Stockhausen Opera 'Mittwoch Aus Licht' Played In Helicopters For London 2012 Festival

Helicopters Play Music In New Opera

The helicopters in this opera are more than just swift-flying emergency transportation vehicles. They're instruments, too.

The Birmingham Opera Company will produce the first complete performance of Karlheinz Stockhausen's opera "Mittwoch aus Licht" as a part of the London 2012 Festival in August, a cultural festival accompanying the athletic events of the Olympics this summer.

Completed in 1998, the opera's six parts come together for a five-hour-long sonic extravaganza that has never before been performed in full. "Mittwoch" opens with an hour of electronic music, and is soon followed by an acapella choir singing in a made-up language.

"I'm as terrified of this as I can remember ever having been, but in a good way," "Mittwoch" director Graham Vick told the Telegraph.

But one of the most startling components of the opera is Stockhausen's Helicopter String Quartet, a part of "Mittwoch" that lasts about 20 minutes. The quartet involves four helicopters, each equipped with a pilot, sound and audio technicians, and the string quartet players, with the sound of the helicopter itself considered one of the instruments. The audio and video are then transmitted to the audience below. It was first performed in 1995. In the 2012 production, Radio 1's DJ Nihal will stand in for Stockhausen as a kind of moderator during the helicopter quartet, adding commentary and taking questions from the audience.
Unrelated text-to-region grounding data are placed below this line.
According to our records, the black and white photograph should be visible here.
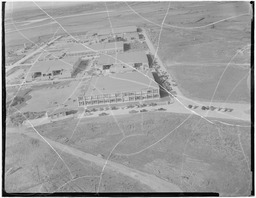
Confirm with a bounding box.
[2,1,253,196]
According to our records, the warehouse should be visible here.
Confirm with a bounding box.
[26,59,73,81]
[77,71,160,107]
[96,51,149,72]
[65,42,123,56]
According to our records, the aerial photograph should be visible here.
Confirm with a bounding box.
[4,1,252,195]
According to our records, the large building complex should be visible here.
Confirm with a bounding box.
[77,71,160,107]
[65,42,124,57]
[96,51,149,72]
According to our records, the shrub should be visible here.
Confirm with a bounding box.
[11,96,25,107]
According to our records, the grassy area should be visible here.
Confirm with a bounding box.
[167,65,250,103]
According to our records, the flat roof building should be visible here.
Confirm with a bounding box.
[96,51,149,72]
[78,71,160,107]
[26,59,74,81]
[65,42,124,57]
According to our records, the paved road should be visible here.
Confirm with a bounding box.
[81,100,249,122]
[7,127,182,192]
[142,28,250,122]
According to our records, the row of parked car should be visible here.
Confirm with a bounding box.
[129,107,167,114]
[188,105,233,112]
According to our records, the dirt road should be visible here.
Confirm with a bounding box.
[7,127,182,192]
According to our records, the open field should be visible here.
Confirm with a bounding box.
[5,131,152,192]
[25,112,252,195]
[4,1,252,194]
[167,65,250,103]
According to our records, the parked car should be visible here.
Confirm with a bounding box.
[140,109,148,112]
[188,105,193,109]
[158,108,166,111]
[129,110,139,114]
[99,112,109,116]
[209,106,217,111]
[127,105,134,109]
[149,103,157,106]
[201,106,210,110]
[111,106,118,110]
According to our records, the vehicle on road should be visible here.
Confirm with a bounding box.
[127,105,135,109]
[158,108,167,111]
[111,106,118,110]
[99,112,109,116]
[129,110,139,114]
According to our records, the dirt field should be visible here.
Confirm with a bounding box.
[5,131,152,193]
[19,80,86,112]
[167,65,250,103]
[5,1,252,194]
[28,112,251,195]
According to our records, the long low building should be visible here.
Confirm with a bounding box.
[96,51,149,72]
[65,42,123,57]
[26,59,74,81]
[77,71,160,107]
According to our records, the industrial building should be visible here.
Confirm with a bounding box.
[26,59,74,81]
[96,51,149,72]
[77,71,160,107]
[65,42,124,57]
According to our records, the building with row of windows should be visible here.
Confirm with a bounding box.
[78,71,160,107]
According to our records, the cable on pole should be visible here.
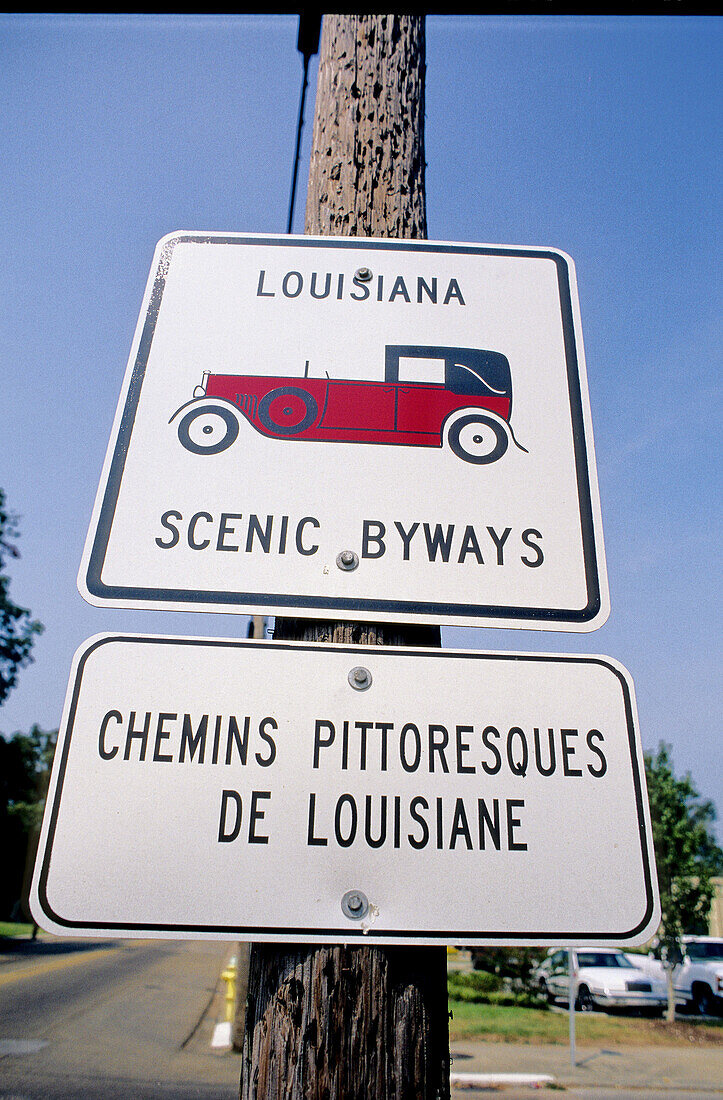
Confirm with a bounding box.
[287,12,322,234]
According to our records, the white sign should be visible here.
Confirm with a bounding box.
[79,233,608,630]
[31,636,659,945]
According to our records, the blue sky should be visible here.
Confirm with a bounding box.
[0,14,720,834]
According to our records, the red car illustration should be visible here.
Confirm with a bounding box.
[170,344,525,464]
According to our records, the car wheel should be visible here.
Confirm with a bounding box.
[540,980,554,1005]
[177,403,240,455]
[576,985,595,1012]
[257,386,318,435]
[447,412,509,464]
[692,984,715,1016]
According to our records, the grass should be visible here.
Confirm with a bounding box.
[0,921,36,938]
[448,998,723,1047]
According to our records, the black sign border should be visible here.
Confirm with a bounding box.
[36,636,656,942]
[84,235,603,626]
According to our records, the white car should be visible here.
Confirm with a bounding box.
[541,948,667,1014]
[674,936,723,1016]
[531,951,555,992]
[624,952,666,979]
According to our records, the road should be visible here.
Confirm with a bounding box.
[3,936,721,1099]
[0,935,241,1099]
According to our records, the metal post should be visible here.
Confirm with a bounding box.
[568,948,577,1067]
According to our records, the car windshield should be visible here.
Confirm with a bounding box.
[686,941,723,961]
[577,952,633,969]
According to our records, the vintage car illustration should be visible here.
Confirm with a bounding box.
[170,344,526,464]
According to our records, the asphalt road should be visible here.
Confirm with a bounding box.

"Stockhausen's vision is utterly beguiling, seductive, irresistible and fabulous," Vick told the Guardian. "He is one of the great originals of all time: a dreamer, a visionary, a man who dared to believe that things were possible which I have no idea how to achieve."

Vick went on to describe some of the many difficulties involved in staging the opera, which, aside from its aerial component, will require two performance halls, two choirs, and more. The two performance halls are located inside a former chemical plant large enough to land the helicopters.

Music director and longtime Stockhausen collaborator Kathinka Pasveer told the BBC of "Mittwoch" that the composer had "longed for its premiere up to his death."

In addition to its live performance, the show will also be broadcast live on The Space, a digital arts and media service run by the BBC and Arts Council England, allowing anyone with an internet connection to get in on the action.